Introduction

The two most common ways to deploy data pipelines are batch and online. Ploomber supports both deployment options.

In batch, you obtain new data to make predictions and store them for later use. This process usually happens on a schedule. For example, you may develop a Machine Learning pipeline that runs every morning, predicts the probability of user churn, and stores such probabilities in a database table.

Alternatively, you may deploy a pipeline as an online service and expose your model as a REST API; users request predictions at any time by sending input data.

Pipeline composition

Before diving into deployment details, let’s introduce the concept of pipeline composition.

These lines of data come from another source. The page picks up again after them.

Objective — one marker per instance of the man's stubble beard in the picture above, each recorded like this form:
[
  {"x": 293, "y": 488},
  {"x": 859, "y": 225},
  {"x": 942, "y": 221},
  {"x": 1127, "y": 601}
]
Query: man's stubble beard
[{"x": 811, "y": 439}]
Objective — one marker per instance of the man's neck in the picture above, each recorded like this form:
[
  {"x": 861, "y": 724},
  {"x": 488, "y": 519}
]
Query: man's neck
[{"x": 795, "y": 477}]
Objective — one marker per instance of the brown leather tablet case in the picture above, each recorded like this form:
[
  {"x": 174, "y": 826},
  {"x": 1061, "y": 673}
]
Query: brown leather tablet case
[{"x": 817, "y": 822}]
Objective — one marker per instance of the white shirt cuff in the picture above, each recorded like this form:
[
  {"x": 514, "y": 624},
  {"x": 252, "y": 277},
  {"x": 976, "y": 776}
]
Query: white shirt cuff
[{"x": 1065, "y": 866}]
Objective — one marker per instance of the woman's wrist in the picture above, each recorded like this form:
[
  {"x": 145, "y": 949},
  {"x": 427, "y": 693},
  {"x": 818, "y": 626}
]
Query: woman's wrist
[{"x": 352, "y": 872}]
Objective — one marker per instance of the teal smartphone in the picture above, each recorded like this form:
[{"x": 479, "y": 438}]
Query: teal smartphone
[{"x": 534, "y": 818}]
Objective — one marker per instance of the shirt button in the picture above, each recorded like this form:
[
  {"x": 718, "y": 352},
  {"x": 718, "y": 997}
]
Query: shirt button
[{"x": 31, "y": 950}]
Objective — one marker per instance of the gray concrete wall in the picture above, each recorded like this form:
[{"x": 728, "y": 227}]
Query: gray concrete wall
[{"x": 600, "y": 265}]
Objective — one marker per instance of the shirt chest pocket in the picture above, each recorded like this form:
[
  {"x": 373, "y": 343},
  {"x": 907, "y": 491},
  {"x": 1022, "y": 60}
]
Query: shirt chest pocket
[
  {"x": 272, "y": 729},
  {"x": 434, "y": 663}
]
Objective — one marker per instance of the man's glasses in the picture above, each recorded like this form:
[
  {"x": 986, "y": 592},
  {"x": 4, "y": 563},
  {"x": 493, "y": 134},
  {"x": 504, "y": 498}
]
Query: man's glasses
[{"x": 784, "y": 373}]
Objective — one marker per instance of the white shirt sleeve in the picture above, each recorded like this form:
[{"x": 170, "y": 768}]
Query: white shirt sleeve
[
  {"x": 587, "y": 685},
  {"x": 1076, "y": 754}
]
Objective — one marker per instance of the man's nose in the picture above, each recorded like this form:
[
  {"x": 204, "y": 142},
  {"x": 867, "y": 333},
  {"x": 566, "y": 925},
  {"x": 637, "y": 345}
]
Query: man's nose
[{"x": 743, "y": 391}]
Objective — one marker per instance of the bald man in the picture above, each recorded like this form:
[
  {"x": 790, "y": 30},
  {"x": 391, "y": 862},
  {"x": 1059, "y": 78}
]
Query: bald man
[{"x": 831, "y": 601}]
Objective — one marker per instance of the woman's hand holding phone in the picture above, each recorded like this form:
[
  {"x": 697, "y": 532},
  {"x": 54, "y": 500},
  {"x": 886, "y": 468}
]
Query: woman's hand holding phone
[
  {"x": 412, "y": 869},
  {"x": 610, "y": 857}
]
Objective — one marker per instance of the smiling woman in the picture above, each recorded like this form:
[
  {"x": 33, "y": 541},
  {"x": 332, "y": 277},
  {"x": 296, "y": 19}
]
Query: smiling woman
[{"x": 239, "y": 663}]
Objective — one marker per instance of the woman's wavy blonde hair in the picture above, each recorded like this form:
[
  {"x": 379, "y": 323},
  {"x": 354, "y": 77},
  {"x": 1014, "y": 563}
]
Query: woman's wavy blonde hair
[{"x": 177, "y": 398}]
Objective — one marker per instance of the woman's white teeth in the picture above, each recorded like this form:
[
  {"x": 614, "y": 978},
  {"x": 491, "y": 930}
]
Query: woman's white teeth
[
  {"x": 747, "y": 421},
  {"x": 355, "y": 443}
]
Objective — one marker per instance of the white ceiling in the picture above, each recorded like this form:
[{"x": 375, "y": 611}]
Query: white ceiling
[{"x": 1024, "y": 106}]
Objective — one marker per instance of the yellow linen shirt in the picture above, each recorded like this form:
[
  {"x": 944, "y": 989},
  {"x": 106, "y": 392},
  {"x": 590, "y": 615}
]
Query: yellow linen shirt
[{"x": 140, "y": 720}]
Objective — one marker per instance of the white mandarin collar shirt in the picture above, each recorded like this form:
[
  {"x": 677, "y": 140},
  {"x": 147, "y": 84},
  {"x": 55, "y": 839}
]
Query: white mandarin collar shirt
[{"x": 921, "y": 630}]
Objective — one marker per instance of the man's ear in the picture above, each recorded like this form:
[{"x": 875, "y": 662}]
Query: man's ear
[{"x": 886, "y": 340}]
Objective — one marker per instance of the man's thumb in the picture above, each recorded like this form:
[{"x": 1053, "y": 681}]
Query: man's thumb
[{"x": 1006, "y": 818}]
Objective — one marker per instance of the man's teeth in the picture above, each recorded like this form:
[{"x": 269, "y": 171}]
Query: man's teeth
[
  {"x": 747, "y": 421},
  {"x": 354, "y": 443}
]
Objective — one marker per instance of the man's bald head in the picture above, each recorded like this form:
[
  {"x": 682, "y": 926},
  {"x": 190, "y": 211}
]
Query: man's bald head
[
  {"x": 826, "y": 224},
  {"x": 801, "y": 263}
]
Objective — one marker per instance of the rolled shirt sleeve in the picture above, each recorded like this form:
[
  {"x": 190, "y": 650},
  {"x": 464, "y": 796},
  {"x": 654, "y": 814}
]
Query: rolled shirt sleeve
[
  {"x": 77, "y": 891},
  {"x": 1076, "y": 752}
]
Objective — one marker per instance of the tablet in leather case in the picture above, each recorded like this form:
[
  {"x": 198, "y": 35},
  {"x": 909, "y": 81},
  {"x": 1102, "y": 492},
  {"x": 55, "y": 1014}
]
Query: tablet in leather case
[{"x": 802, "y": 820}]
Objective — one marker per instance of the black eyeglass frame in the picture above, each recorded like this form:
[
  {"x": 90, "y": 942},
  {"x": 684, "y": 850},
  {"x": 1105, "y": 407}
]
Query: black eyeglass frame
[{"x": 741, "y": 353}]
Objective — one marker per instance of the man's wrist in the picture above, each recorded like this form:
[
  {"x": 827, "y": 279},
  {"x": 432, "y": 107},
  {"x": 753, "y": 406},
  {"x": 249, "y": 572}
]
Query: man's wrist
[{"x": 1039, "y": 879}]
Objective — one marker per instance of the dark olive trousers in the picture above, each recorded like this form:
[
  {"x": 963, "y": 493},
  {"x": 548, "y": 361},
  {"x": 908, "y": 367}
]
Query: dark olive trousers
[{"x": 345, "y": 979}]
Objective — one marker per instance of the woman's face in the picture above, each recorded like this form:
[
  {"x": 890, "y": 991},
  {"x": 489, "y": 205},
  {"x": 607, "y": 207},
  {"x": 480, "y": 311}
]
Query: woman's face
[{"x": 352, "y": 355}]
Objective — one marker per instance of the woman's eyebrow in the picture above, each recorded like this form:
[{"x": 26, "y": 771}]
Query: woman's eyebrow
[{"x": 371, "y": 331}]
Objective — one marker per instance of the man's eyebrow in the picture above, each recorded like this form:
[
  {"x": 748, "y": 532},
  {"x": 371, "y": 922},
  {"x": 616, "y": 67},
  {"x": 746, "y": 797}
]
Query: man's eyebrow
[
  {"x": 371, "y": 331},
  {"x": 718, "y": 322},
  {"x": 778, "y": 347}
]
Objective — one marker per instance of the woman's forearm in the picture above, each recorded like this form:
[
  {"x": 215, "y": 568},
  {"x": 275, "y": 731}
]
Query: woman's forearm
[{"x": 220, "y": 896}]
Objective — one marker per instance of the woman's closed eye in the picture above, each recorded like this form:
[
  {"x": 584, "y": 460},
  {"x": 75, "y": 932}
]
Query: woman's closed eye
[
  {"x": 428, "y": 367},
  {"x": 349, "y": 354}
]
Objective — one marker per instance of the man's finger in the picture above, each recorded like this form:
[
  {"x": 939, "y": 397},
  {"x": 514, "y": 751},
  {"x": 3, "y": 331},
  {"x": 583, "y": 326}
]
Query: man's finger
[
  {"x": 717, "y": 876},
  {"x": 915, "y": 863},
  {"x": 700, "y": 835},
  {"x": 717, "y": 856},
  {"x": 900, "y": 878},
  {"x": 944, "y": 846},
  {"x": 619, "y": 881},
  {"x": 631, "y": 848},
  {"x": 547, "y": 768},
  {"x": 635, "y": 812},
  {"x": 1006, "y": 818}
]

The only difference between a Machine Learning training pipeline and its serving counterpart is what happens at the beginning and the end.

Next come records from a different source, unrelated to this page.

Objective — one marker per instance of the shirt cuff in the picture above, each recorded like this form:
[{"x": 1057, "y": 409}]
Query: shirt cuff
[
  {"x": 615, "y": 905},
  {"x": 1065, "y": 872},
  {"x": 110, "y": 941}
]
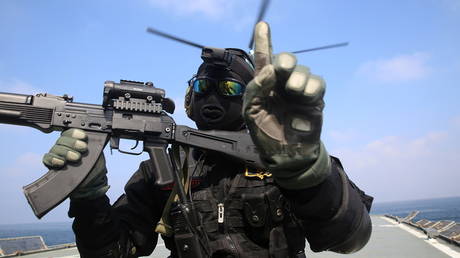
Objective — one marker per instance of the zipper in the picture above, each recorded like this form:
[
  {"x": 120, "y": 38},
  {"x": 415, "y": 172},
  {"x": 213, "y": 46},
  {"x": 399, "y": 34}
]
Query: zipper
[{"x": 220, "y": 213}]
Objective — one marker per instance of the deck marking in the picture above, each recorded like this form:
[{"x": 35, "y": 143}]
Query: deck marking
[{"x": 433, "y": 242}]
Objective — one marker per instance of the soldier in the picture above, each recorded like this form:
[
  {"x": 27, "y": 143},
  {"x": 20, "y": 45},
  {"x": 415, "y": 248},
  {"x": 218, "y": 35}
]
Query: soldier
[{"x": 304, "y": 194}]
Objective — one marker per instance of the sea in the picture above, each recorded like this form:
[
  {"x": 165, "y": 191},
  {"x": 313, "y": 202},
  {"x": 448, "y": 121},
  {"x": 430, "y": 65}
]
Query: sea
[{"x": 431, "y": 209}]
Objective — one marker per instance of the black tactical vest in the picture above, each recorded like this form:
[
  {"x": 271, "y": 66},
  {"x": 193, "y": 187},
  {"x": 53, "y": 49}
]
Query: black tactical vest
[{"x": 245, "y": 215}]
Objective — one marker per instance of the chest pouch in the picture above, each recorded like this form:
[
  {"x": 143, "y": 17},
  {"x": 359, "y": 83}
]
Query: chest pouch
[{"x": 255, "y": 209}]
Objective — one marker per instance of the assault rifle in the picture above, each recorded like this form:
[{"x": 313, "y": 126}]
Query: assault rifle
[{"x": 130, "y": 110}]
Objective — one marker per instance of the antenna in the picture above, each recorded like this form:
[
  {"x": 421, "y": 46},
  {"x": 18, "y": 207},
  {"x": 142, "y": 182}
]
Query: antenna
[
  {"x": 169, "y": 36},
  {"x": 262, "y": 11},
  {"x": 343, "y": 44}
]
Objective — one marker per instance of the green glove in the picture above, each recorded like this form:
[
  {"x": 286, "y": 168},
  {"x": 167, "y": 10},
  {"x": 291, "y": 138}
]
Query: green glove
[
  {"x": 68, "y": 149},
  {"x": 282, "y": 107}
]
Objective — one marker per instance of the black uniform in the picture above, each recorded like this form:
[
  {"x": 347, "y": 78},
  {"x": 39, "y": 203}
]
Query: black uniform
[{"x": 260, "y": 219}]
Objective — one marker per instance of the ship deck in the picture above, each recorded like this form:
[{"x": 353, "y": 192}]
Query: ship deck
[{"x": 389, "y": 239}]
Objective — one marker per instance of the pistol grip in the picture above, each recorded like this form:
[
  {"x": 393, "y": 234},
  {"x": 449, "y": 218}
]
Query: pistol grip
[{"x": 161, "y": 162}]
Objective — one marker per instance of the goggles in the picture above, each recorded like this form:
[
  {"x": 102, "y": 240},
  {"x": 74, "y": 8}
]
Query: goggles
[{"x": 223, "y": 87}]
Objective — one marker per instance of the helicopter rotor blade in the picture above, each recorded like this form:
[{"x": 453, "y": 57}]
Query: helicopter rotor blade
[
  {"x": 262, "y": 11},
  {"x": 169, "y": 36},
  {"x": 343, "y": 44}
]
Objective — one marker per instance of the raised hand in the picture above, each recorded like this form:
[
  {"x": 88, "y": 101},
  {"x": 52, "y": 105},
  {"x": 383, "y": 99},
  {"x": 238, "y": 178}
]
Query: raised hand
[{"x": 282, "y": 107}]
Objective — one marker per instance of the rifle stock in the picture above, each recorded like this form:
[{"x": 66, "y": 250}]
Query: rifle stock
[{"x": 130, "y": 110}]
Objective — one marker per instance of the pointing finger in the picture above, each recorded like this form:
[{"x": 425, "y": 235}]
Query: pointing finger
[{"x": 262, "y": 46}]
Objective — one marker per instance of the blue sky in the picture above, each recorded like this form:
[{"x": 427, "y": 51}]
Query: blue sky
[{"x": 391, "y": 115}]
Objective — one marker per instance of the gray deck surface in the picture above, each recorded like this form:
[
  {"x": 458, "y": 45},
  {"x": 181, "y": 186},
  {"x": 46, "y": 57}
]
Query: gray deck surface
[{"x": 388, "y": 240}]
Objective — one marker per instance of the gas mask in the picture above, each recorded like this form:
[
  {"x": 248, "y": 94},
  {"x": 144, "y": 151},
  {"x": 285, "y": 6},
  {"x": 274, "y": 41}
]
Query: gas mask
[{"x": 214, "y": 96}]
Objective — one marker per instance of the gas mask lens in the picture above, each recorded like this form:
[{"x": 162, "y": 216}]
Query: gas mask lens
[{"x": 224, "y": 87}]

At training time, we obtain historical data, generate features, and train a model:

graph LR A[Get historical data] --> B1[A feature] --> C[Train model] A --> B2[Another feature] --> C subgraph Feature engineering B1 B2 end

At serving time, we obtain new data, generate features and make predictions using a trained model:

graph LR A[Get new data] --> B1[A feature] --> C[Predict] A --> B2[Another feature] --> C subgraph Feature engineering B1 B2 end

When the feature engineering process does not match, training-serving skew arises. Training-serving skew is one of the most common problems when deploying ML models. To fix it, Ploomber allows you to compose pipelines: write your feature generation once and re-use it to organize your training and serving pipelines; this ensures that the feature engineering code matches precisely.